Schematic representation of Soybean mosaic virus (SMV) constructs used for the introduction of helper component‐proteinase (HC‐Pro) mutations. (a) SMV genome organization. HC‐Pro is processed by P1 and by HC‐Pro by itself in an in cis manner. Amino acid sequences of the peptide cleavage sites recognized by either P1 or HC‐Pro are underlined, and arrowheads indicate the location of the cleaved peptide bond. (b) Construction of an available insertion cassette between P1 and P3. A cloning site (XbaI) and the NIa‐Pro cleavage site (ESVSLQ/S) were inserted into the polyprotein open reading frame (ORF) between the P1 and P3 cistrons.
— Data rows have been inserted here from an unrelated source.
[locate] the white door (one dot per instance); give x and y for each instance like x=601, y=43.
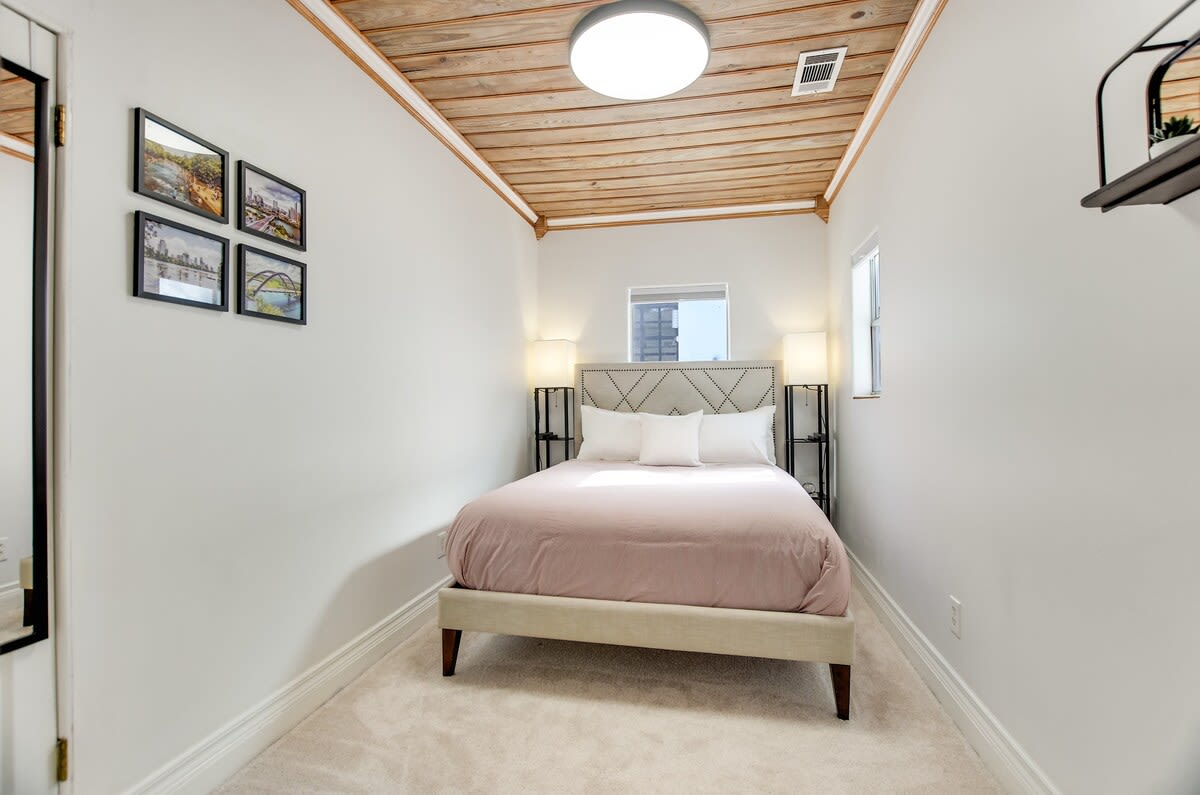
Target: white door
x=28, y=710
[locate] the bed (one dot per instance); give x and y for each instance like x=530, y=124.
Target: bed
x=729, y=559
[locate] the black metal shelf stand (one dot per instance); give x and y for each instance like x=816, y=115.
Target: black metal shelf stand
x=1168, y=177
x=820, y=437
x=544, y=436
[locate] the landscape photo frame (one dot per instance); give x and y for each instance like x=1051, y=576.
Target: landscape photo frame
x=179, y=264
x=271, y=286
x=177, y=167
x=271, y=208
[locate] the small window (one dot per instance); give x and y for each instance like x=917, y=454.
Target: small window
x=684, y=323
x=864, y=279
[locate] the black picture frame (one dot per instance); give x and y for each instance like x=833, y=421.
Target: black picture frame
x=148, y=187
x=195, y=281
x=300, y=243
x=247, y=292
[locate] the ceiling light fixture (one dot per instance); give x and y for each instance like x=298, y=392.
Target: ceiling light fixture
x=639, y=49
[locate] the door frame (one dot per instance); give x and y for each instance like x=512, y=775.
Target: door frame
x=58, y=243
x=41, y=354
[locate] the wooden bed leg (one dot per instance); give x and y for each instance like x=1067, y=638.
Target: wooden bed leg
x=840, y=676
x=450, y=639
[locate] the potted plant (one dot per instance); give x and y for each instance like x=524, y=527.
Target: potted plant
x=1173, y=133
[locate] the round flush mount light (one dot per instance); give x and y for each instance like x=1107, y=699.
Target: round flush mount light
x=639, y=49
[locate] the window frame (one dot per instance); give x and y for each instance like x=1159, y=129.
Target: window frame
x=676, y=294
x=865, y=312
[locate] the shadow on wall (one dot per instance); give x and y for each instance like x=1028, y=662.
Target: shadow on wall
x=405, y=571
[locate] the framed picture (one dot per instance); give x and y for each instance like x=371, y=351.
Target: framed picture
x=270, y=207
x=179, y=264
x=178, y=168
x=271, y=286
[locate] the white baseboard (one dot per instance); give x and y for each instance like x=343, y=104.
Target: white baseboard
x=210, y=761
x=1000, y=752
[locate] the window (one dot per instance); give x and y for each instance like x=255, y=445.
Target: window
x=864, y=280
x=684, y=323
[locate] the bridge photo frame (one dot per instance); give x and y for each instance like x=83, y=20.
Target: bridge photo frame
x=271, y=286
x=271, y=208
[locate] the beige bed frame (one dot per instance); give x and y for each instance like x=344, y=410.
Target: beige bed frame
x=670, y=387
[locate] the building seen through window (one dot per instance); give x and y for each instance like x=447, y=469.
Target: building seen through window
x=684, y=323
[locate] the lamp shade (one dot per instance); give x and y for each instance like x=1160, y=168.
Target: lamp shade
x=804, y=358
x=639, y=49
x=553, y=363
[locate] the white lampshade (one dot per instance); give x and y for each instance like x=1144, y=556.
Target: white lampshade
x=639, y=49
x=553, y=363
x=804, y=358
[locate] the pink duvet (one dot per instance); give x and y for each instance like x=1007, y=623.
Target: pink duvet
x=724, y=535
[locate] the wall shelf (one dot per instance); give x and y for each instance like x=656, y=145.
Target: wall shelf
x=1168, y=177
x=1158, y=181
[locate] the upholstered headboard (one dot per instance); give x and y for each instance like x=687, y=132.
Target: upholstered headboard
x=679, y=387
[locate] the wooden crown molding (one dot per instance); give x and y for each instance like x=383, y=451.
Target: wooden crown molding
x=672, y=216
x=924, y=17
x=355, y=46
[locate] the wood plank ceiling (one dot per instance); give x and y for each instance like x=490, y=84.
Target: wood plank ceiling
x=16, y=106
x=498, y=71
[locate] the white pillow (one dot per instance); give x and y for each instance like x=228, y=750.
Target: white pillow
x=670, y=441
x=738, y=438
x=609, y=435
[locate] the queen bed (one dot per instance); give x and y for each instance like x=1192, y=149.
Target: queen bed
x=727, y=555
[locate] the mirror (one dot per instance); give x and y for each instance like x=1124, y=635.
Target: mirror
x=1175, y=88
x=24, y=184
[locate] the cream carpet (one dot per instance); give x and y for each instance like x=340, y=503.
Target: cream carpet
x=541, y=716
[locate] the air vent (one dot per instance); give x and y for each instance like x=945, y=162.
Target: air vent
x=817, y=71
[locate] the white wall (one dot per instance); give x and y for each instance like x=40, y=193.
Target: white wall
x=241, y=497
x=1035, y=450
x=775, y=269
x=16, y=363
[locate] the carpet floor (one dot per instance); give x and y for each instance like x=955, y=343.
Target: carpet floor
x=540, y=716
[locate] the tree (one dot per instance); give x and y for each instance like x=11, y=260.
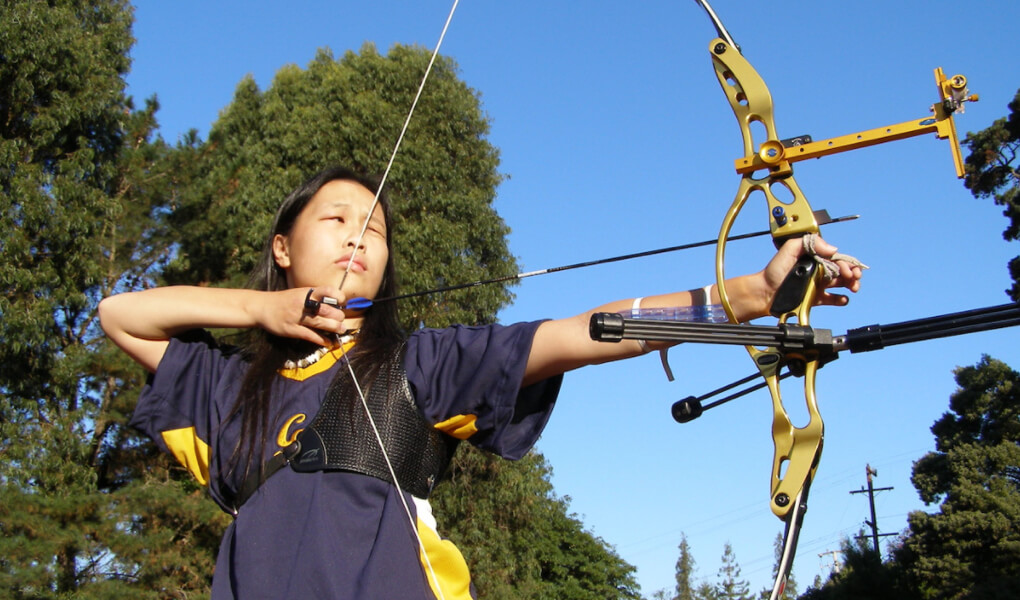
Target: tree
x=684, y=571
x=970, y=547
x=863, y=575
x=789, y=591
x=350, y=111
x=991, y=169
x=83, y=202
x=730, y=586
x=518, y=537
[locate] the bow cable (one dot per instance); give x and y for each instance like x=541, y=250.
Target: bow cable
x=364, y=402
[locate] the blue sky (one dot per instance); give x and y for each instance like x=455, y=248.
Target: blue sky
x=617, y=139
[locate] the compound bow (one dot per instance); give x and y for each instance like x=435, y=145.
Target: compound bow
x=797, y=450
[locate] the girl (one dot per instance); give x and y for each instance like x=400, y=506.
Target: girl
x=342, y=513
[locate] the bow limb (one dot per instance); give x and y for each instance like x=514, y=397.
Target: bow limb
x=797, y=450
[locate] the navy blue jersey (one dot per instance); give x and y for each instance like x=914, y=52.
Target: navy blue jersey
x=341, y=535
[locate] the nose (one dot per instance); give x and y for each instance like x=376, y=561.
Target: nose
x=355, y=241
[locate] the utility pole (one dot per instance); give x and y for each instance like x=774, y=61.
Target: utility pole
x=871, y=499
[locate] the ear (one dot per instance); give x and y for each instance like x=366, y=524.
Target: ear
x=281, y=251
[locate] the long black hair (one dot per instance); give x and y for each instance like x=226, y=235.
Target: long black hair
x=377, y=338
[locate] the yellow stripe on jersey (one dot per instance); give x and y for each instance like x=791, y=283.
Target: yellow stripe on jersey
x=190, y=451
x=448, y=565
x=320, y=365
x=461, y=427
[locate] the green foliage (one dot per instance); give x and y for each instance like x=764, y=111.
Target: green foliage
x=862, y=575
x=730, y=586
x=684, y=571
x=992, y=169
x=93, y=203
x=789, y=590
x=518, y=538
x=970, y=548
x=350, y=111
x=83, y=189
The amino acid sequences of the peptide cleavage sites recognized by either P1 or NIa‐Pro are underlined, and arrowheads indicate the location of the cleaved peptide bond. (b) Schematic representation of HC‐Pro processing from the reconstructed SMV genome. HC‐Pro, which is inserted into pSMVdHC utilizing the XbaI site, is processed by P1 in cis and by NIa‐Pro in an in cis manner, and is predicted to have two additional amino acids (SR) at its N‐terminus and eight amino acids (SRESVSLQ) at its C‐terminus.